This is Our ADHD

Living in a home where three of the four are diagnosed ADHD, there’s always a new story, a new experience. We have cried, we have yelled, we have cursed, we have laughed, but most of all we have learned. And no I don’t mean academically, though we did do that this year, I mean we have learned about ourselves and others. We have learned firsthand how different everyone’s adhd is from another person’s and how to begin to adjust and understand and show compassion.
Every day is a new battle, and some days, they are not worth it. Some days, the house stays a mess, the dishes don’t get washed, the clothes don’t get cleaned, but the home is more peaceful. Sure, there are pencil and crayon marks on a wall or dresser, clothes in the bathroom floor where they didn’t get picked up, and ten disposable cups on a table because teaching any kid, never mind one with ADHD to rinse and reuse that day is impossible. The toddler runs around with a pull up on her head and a bare bottom because “they like to” and potty training is futile, so we are thankful if we can get the pull-up back on the correct end. My older child may feed the cat three days worth of food one day trying to help, and it’ll be ok. My box of wine may be empty now, that one I’m not sure is ok. (:P)
When you pair ADHD with other comorbid disorders, it adds a whole new spectrum to the mix. Suddenly, I’m not just treating hyperactivity and focus, but anxiety, sensory problems, depression, and anger issues. Suddenly my ADHD has become ADHD and possible DMDD or Childhood Bipolar Disorder with Sensory processing disorder (focus on noise levels and textures).
It’s never-ending, and most days, frustrating. It seems like its hopeless, especially when you yourself have ADHD with underlying anxiety and depression. There are days you wake up and just want to hide in your room, under the blanket, for…ever. And during those moments, my girls pounce on the bed and cover me in kisses and hugs and affection, and I am reminded why I keep fighting for them.
This year was a struggle, and I have realized that the struggle at school isn’t because the teachers aren’t teaching…its because they are not educated and given the tools to accommodate children who have neurodevelopmental/logical or behavioral issues that don’t require special education classes. Yes, we have Section 504 accommodations and IEP, but even when they are in place and being applied, how much understanding and compassion do they really have? I had a person this year, who at one point looked me dead in the eye, and told me that ADHD doesn’t exist. That they just need to apply themselves and sit down and be still and hush. Yes, they were a part of the educational field. We need to help our teachers understand not just ADHD but other non typical disorders and be able to help all the students, without leaving those behind or making them feel ignorant and stupid.
My 8 year old, 9 in July, has an IQ of 101 and test’s comprehensively on educational testing above her grade level. Her grades on these tests were in range of 3.8 (math) to 5 (reading comprehension). Yet, in a classroom setting, she could not finish her work or would miss a lot of the questions, sometimes to the point of making an F. She would not pick up a book because the year before she was told she couldn’t test on chapter books because she took too long reading them. As far as the classroom testing environment, my kiddo constantly told me it was noisy (which for her could be anything from slight to major), but when I mentioned she needed silence and no distractions for testing, I was told it was impossible with kids their age.

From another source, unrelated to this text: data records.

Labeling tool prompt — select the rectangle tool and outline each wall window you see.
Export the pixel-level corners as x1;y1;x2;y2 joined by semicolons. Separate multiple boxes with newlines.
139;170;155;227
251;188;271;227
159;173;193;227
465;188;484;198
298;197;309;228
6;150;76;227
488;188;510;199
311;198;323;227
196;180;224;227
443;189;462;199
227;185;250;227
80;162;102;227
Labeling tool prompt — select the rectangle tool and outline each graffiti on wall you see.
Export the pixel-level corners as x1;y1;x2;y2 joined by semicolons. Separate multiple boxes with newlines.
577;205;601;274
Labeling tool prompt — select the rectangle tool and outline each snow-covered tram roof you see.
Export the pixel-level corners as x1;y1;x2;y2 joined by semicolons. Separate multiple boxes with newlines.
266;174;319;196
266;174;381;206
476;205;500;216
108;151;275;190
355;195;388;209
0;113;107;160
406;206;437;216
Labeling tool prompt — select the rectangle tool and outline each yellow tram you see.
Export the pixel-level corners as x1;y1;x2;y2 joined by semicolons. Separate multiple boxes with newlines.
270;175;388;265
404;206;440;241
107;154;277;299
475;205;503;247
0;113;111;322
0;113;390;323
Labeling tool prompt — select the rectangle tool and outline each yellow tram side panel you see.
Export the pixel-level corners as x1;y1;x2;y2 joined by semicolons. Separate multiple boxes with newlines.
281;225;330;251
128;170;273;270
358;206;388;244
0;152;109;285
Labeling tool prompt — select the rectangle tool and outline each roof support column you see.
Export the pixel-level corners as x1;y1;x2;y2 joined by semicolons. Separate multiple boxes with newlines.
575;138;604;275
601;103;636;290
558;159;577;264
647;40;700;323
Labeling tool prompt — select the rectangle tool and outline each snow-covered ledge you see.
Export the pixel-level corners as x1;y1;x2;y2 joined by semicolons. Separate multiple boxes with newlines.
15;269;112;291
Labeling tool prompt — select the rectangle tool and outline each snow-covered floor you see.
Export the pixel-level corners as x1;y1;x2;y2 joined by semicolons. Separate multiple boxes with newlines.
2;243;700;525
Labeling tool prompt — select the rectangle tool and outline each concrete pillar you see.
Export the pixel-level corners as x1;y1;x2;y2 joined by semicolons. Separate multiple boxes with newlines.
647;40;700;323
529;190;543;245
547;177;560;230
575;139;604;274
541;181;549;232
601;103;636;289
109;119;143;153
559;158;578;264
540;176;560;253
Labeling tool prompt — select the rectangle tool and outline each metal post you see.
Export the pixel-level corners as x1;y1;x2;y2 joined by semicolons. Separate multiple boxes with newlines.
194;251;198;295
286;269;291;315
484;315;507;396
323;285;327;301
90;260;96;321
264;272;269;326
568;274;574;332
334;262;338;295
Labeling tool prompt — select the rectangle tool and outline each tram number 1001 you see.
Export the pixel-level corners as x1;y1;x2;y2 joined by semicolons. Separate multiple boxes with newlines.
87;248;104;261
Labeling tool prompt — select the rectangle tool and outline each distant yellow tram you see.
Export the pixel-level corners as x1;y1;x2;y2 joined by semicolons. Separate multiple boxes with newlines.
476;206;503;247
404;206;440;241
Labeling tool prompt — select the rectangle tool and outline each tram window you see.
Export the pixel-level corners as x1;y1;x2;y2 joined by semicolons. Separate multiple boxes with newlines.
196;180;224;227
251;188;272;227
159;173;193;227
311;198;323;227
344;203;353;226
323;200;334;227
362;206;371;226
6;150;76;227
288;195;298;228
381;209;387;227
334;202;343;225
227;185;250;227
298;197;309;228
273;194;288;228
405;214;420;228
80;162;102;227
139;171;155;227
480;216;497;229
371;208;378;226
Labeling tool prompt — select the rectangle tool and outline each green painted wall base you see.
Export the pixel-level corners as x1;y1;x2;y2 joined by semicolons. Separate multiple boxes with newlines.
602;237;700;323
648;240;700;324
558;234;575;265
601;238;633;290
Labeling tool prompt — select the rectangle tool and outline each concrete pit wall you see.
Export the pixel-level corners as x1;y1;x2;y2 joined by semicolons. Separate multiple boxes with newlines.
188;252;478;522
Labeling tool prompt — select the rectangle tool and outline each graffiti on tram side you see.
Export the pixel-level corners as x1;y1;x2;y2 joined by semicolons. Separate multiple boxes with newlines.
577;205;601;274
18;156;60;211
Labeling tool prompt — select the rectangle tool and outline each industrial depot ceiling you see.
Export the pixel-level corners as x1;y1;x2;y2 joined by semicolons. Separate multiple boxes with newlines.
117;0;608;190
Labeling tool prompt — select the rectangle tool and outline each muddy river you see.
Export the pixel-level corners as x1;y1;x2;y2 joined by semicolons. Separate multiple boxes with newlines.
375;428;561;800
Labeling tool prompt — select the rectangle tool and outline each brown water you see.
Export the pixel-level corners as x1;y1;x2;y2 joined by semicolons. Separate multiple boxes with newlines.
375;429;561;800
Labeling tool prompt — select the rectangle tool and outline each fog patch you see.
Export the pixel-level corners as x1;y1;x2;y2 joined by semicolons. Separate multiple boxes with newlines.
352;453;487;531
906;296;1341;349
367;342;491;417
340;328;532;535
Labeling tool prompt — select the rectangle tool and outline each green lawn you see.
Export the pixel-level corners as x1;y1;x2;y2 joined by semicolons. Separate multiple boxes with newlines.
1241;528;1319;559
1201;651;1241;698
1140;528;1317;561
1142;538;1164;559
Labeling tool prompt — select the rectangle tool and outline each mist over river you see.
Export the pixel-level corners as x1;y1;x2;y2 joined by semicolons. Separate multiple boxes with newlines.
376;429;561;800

We discovered Fidget’s this year. And they have been a lifeline. Her cube and her calming bottle were the biggest help next to her therapist. She now has a spinner, pipe cleaners, squishy things that are textured, and I have ordered a tangle and spinner ring. We plan on spending the summer finding exactly what does and does not work and implementing it next year. I just recently in the past year found out that Section 504 was a thing and offered (I was never told though school has known since Kinder she was adhd) though I couldn’t get it started this year. Next year, it will all be in place, though I hope for a teacher that is educated and has the proper ability to help a child like mine, all teachers need to be taught, because they are there for our kids, otherwise, why are they teaching?